I have just returned from visiting my family in Spain, hence I apoligize for not replying to the questions posted to me about my last FGMO report. I would like to reply through this forum (as in contrast to answering individually) in am effort to ease my task.
FGMO specifications:
I have utilized Penreco's Drakeol 35 USP, food grade mineral oil from the onset of my trials. I have heard of other investigators who have failed to duplicate my work when using mineral oil with high viscosity. 
Application of FGMO by two methods simultaneously: 
Application of FGMO in the form of "fog"
or mist is intended for removal of the adult mite population feeding on adult bees,and, to eliminate adult mites before these migrate to the larval cells to breed.

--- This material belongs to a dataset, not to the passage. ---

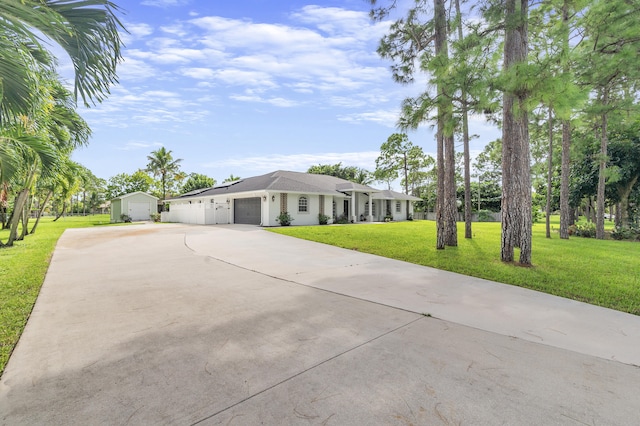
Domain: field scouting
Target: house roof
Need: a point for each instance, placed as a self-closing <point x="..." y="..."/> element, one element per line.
<point x="285" y="181"/>
<point x="134" y="193"/>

Application of FGMO/sugar emulsion is intended for removal of mites as these emerge from the larvae and begin to feed on the bee population. This combination has proven to be the most desirable application tried during the past four plus years of trails with FGMO as evidenced by capped cell mite counts.
Composition of FGMO/sugar emulsion:
The use of FGMO/sugar emulsion has been my idea from the onset of trials in different forms of application. The manufacturing pro- cess has been developed by Penreco and I do not feel at liberty to reveal it. I would like to suggest that persons interested about this aspect should contact Mr. Edward Casserly at 
Edward [email protected] 
Persons interested in obtaining FGMO (Drakeol 35) should contact Mr. Tom Rozic at 1-800-245-3952. I have another phone number for a Mr. Johnson, a distributor in the mid west, but I do not have his phone number on hand at the moment. I will attempt to obtain the names and phone numbers of other distributorships. 
Death of colonies.
As I reported in earlier releases, un- treated (control) colonies have died within the same year. Some treated colonies have died or absconded (due to stress). Treated colonies that have died were developed from swarms (all heavily infested by mites) that did not have time to develop. Perhaps, weak swarms might have survived if mixed with other swarms or package bees. However, swarms are rare these days and just not available for this purpose. More importantly, I oppose mixing swarms or colonies known to be in- fested by mites as a measure for prevention of development of mites with hybrid vigor. Mites cause enough harm as it is without giving them added strength. 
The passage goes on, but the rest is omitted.